I’m determined to flip this thing around. The more outrageous my prayers and hopes, the greater the power of God I can see revealed. Because He is capable of more than our wildest expectations, if we only ask. However, as I’m writing this, I feel it is careful to ask with the right sort of attitude. With honesty, trust, and humility. A profound understanding that we need His guidance and a deep gratitude for His care and love. He answers not because we deserve it- not because we go to church, not because we clean our trays at McDonald’s so that no one else has to- but because He is good.

‘Truly I tell you that if anyone says to this mountain, ‘Be lifted up and thrown into the sea,’ and has no doubt in his heart but believes that it will happen, it will be done for him. 24 Therefore I tell you, whatever you ask in prayer, believe that you have received it, and it will be yours’.
– Mark 11:24

Our God is a God of miracles, an unseen supernatural being with whom we can communicate and witness the work of in the material world. I remember believing as a child that the world was full of magic; I flipped through my books on mermaid and fairy sightings, immersing myself in a world where they could be found in countryside cottages, in the hollows of trees or by secluded rock pools. It was my favourite thing to do, fostering a sense of excitement for these enchanting creatures. I loved the Harry Potter books, where there is no limit to the wonders of life, an epic reality where dreaming is synonymous with creation. I wish to redirect that childish, misguided faith and bring openness and expectation to God.

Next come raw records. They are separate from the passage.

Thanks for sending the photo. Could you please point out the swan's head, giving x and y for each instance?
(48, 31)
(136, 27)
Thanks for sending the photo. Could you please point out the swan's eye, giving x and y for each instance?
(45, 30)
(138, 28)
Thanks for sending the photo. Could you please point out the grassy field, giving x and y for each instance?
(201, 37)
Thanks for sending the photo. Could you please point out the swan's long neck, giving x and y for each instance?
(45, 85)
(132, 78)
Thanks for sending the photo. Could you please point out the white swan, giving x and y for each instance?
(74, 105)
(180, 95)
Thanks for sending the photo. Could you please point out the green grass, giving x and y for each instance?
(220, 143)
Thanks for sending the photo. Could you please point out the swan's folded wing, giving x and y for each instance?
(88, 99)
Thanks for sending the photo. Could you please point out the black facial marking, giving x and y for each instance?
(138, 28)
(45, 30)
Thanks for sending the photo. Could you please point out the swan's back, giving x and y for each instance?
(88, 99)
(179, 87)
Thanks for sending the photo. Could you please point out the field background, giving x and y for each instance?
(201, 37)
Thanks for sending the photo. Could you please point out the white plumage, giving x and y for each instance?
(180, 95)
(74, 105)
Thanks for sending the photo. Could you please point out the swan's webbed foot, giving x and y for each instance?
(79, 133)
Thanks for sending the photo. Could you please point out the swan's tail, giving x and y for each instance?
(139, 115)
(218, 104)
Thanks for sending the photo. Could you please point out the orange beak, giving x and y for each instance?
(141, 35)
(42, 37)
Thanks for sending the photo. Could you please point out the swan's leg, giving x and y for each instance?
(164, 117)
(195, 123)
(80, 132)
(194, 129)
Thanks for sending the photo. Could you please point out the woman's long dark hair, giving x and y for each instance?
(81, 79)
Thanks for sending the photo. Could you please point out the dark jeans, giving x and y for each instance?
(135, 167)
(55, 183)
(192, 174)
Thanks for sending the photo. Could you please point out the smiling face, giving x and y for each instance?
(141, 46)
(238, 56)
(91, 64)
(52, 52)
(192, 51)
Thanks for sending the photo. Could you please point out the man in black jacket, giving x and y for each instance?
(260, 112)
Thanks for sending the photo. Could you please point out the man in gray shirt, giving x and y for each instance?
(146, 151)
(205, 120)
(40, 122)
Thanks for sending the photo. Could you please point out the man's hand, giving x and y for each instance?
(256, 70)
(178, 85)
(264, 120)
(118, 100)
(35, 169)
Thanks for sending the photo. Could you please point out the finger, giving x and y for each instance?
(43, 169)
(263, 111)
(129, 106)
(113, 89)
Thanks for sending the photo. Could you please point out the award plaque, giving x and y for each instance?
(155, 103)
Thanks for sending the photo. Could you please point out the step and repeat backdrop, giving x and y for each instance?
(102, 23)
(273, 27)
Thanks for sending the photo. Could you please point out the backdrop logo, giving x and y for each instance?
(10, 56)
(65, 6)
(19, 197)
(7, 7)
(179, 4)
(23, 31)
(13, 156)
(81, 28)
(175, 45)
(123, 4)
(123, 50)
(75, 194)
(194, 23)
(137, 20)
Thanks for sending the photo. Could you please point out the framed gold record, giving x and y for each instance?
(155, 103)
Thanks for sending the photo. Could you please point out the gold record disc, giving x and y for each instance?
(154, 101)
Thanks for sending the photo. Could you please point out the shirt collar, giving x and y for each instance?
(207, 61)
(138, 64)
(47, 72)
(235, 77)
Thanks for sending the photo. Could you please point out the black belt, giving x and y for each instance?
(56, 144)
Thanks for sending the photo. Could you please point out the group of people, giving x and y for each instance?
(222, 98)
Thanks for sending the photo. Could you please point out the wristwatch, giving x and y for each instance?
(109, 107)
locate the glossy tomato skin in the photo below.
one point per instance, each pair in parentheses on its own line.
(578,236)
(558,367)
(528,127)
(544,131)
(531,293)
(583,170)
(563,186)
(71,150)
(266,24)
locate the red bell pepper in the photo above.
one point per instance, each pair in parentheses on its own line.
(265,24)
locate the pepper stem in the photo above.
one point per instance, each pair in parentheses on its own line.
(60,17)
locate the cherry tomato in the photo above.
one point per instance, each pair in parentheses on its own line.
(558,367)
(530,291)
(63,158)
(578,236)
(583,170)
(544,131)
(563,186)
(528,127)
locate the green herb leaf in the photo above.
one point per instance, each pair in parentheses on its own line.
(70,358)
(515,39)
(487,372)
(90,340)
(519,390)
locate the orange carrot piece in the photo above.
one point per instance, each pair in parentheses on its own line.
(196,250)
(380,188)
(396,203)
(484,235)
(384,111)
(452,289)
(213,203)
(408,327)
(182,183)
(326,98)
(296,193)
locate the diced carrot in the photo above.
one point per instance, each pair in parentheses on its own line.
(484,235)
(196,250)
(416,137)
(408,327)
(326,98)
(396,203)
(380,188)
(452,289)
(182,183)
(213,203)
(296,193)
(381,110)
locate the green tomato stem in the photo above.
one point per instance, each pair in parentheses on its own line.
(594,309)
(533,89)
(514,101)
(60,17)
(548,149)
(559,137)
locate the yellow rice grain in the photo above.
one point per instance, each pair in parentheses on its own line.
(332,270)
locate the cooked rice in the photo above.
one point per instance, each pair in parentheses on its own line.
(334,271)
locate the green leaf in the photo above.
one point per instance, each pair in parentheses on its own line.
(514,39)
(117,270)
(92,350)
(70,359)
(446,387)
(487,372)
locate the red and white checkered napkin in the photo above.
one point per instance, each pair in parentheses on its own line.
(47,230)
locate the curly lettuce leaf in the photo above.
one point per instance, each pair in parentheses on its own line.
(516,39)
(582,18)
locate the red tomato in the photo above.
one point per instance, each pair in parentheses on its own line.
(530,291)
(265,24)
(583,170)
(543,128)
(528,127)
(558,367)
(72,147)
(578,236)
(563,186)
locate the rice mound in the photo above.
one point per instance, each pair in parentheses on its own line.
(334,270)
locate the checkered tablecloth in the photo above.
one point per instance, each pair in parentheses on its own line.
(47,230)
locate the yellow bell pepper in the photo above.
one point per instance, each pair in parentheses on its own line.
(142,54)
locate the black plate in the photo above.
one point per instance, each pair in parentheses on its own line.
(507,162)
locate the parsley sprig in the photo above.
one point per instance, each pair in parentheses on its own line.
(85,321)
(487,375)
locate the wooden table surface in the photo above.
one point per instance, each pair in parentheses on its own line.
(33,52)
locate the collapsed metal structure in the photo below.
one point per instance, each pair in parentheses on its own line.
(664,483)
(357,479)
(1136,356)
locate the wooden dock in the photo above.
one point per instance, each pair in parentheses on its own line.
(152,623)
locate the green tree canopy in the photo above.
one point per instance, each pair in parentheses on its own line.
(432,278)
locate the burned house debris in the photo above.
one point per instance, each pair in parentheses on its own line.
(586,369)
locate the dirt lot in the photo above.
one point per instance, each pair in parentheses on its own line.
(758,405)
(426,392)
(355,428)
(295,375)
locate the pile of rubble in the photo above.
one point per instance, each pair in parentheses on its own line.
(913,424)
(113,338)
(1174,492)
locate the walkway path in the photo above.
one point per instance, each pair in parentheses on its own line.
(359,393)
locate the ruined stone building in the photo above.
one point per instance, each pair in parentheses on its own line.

Synchronicity speaks of God’s many thoughts about us, His plans and provisions. It is the idea of perfect coincidences which are in fact, not coincidences at all. I learnt a neat little fact: there is no word or concept of ‘coincidence’ in Hebrew. Only the word ‘mikreh’, which means ‘a happening of God’. Every moment is significant. When good things happen, give thanks, for they come straight from His hands. Sometimes, little ‘signs’ appear just to remind me that He is present and watching. And it has proven helpful in deterring me from sinning a couple of times. Sometimes a web page doesn’t load, the phone rings or a door is knocked on, so I get a chance to rethink what I’m doing. Every time, it is for my good.
When bad things happen, they prepare us for more of Him. They are opportunities! Last week, I strained my right leg doing exercise. Pulled a muscle. And I remembered what this yoga instructor said to me earlier that week: “if you ever tear a muscle or hurt your leg, once you recover, you’ll be more flexible than you were before”. This experience serves as an analogy for what my friend said the other day when I confided in him about my struggle with lust. It was so special: think how He must love you to let you have these desires, this challenge, so that you may experience Him and know Him better. So that I will learn to rely on the One who brings victory. I will trust in His unfailing love.

Here’s a snippet from an awesome article I read today:

The true disciple is an expectant person, always taking it for granted that there is something about to break through from the master, something about to burst through the ordinary and uncover a new light on the landscape.

And I think that living in expectancy—living in awareness, your eyes sufficiently open and your mind sufficiently both slack and attentive to see that when it happens— has a great deal to do with discipleship, indeed with discipleship as the gospels present it to us. Interesting (isn’t it?) that in the gospels the disciples don’t just listen, they’re expected to look as well. They’re people who are picking up clues all the way through.

Rowan Williams

I have started to pray: give me a big faith, God. A hope against all hope. I want to be excited for each new day, because I get to experience more of You.